Pas moins de 74 livres ont été censurés et interdits au Salon International du Livre d’Alger (SILA). Mais le coordinateur du SILA n’y voit aucune censure mais plutôt une mesure de prévention contre des livres religieux tendancieux, a-t-il révélé ce jeudi sur les ondes de la Chaîne III. 

“Tous les salons, de part le monde, recourent à ce type de mesure”, a précisé Mohamed Iguerb coordinateur du Salon, lors de l’émission l’Invité de la rédaction de la Chaine 3 de la Radio Algérienne. Ce dernier a qualifié d’”infime” le nombre (74) de titres concernés par l’interdiction, comparé aux 264.000 livres exposés dont 184.000 étrangers.
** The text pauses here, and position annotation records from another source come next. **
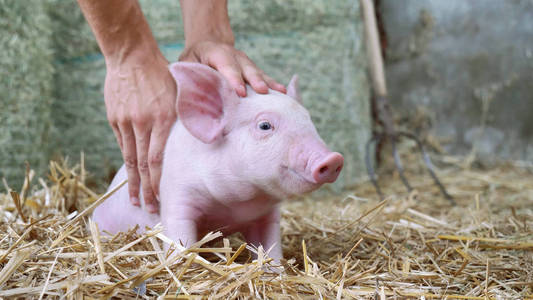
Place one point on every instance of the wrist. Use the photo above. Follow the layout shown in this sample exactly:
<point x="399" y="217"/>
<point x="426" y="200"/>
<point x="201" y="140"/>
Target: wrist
<point x="134" y="54"/>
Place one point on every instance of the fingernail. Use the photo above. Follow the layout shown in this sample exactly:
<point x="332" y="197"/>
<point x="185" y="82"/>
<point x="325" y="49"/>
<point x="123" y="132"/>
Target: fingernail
<point x="241" y="90"/>
<point x="152" y="208"/>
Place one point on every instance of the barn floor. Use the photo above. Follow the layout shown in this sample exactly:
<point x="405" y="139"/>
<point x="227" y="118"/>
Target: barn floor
<point x="354" y="246"/>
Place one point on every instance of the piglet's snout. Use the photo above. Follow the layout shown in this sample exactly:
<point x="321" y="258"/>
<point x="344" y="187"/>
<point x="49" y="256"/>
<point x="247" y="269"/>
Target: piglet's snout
<point x="328" y="169"/>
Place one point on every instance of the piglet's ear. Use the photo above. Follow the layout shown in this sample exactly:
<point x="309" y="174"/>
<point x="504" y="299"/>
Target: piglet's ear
<point x="292" y="89"/>
<point x="204" y="99"/>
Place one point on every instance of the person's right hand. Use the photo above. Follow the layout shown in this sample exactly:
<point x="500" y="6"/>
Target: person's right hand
<point x="140" y="98"/>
Le coordinateur du SILA a reconnu, néanmoins, que le secteur du livre en Algérie est touché de plein fouet par la crise. Si la régression du nombre des lecteurs est souvent citée parmi les raisons du recul que connait le secteur, l’invité explique qu’il y a d’autres facteurs majeurs comme “l’augmentation de la TVA, que se soit sur la vente direct du livre mais aussi celle du papier destiné à l’impression. Ajoutant à cela, la faiblesse criarde du réseau de distribution. Hélas, l’Algérie, regrettera-t-il, ne dispose d’une plate forme de logistique de distribution qui permet de faire parvenir le livre dans les quatre points du pays”.

Iguerb fonde enfin beaucoup d’espoir sur la loi sur le livre, dont les textes seront incessamment promulgués, pour alléger un peut les problèmes dont soufre le secteur de l’édition. Il voit dans cette loi plusieurs aspects positifs, notamment “ce qui a trait au statut de l’éditeur, qui était depuis des années considéré comme un prestataire et qui avec cette loi devient un éditeur, donc un producteur en sens propre du terme”, s’est-il réjoui en dernier lieu.